Pendant ce temps, le chasseur mettait à découvert un canot d'écorce caché sous un buisson dont les longues branches formaient une sorte de voûte sur la surface de l'eau, après quoi il fit signe aux deux dames d'y entrer. Elles obéirent en silence, non sans jeter un regard de frayeur derrière elles du côté du bois, qui ne paraissait plus qu'une barrière noire étendue le long des rives du fleuve.

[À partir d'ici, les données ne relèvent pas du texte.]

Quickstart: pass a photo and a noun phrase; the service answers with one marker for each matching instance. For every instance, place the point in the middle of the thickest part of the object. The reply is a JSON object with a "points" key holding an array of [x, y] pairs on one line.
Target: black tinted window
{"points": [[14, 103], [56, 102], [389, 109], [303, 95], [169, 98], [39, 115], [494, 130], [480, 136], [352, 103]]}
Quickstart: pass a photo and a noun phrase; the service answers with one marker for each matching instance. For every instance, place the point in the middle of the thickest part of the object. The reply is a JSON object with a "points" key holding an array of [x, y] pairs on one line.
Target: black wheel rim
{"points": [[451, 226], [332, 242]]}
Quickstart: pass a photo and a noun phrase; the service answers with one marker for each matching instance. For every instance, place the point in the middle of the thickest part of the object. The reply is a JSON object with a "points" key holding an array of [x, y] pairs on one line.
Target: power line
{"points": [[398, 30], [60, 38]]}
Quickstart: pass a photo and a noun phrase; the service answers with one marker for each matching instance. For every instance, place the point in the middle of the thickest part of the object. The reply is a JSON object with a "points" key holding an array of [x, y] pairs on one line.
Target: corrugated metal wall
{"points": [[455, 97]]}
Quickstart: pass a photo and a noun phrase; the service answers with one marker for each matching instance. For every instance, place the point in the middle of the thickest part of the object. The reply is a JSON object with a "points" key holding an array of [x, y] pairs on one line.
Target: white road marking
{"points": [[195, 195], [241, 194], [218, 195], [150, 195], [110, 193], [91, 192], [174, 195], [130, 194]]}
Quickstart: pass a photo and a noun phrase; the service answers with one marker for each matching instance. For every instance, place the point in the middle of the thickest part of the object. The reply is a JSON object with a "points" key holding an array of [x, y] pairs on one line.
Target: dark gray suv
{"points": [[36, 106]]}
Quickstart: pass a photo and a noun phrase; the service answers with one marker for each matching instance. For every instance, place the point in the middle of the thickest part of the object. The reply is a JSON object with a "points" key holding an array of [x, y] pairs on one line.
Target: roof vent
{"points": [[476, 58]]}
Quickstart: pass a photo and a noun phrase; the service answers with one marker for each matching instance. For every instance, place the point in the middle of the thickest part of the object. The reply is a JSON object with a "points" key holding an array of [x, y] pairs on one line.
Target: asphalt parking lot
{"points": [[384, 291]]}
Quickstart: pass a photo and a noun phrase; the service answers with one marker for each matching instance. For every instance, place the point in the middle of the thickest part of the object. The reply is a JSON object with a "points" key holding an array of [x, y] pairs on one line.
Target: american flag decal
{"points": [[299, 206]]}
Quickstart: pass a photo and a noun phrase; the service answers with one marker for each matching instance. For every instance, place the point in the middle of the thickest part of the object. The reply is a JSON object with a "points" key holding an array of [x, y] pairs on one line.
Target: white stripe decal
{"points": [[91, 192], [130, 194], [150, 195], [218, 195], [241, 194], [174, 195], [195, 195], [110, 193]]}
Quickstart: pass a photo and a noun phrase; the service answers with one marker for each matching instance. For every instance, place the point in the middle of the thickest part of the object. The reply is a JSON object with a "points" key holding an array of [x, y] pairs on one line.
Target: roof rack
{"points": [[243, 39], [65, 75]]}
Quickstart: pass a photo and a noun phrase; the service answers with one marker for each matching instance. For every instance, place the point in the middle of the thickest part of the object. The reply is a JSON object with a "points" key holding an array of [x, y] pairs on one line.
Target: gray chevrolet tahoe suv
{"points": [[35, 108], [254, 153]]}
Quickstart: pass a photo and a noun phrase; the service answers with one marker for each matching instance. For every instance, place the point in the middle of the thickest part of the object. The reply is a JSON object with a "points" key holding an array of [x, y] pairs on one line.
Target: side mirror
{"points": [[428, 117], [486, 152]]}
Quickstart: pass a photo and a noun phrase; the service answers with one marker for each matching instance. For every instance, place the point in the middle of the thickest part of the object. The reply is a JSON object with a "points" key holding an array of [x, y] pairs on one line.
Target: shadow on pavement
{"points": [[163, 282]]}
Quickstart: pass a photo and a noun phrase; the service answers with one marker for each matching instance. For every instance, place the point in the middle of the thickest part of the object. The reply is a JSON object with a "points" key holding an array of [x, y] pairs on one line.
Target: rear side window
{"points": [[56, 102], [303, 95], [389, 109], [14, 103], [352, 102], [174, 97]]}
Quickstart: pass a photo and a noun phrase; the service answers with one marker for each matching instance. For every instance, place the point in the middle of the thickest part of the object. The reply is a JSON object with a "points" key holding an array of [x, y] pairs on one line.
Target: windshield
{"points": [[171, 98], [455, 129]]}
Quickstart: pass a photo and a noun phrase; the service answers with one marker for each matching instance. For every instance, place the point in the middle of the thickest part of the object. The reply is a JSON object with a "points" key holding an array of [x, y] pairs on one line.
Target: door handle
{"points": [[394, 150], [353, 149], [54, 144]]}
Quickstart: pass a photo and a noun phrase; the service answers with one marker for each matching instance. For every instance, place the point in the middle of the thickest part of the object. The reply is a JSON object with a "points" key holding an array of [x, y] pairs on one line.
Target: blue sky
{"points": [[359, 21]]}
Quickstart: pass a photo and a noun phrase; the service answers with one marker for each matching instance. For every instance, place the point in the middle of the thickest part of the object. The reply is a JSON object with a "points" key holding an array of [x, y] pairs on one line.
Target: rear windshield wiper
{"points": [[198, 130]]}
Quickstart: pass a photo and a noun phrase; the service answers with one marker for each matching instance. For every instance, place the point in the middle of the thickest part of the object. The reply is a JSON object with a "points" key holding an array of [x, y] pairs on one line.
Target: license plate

Dès que Cora et Alice furent assises, le chasseur fit signe au major d'entrer comme lui dans la rivière, et chacun d'eux poussant un côté de la barque fragile, ils la firent remonter contre le courant, suivis par le propriétaire consterné du poulain mort. Ils avancèrent ainsi quelque temps dans un silence qui n'était interrompu que par le murmure des eaux et le léger bruit que faisait la nacelle en les fendant. Le major ne faisait rien que d'après les signes de son guide, qui tantôt se rapprochait du rivage, tantôt s'en éloignait, suivant qu'il voulait éviter des endroits où l'eau était trop basse pour que la nacelle pût y passer, où trop profonde pour qu'un homme pût y marcher sans risquer d'être entraîné. De temps en temps il s'arrêtait, et au milieu du silence profond que le bruit croissant de la chute d'eau rendait encore plus solennel, il écoutait avec attention si nul son ne sortait des forêts endormies. Quand il s'était assuré que tout était tranquille, et que ses sens exercés ne lui rapportaient aucun indice de l'approche des ennemis qu'il craignait, il se remettait en marche lentement et avec précaution.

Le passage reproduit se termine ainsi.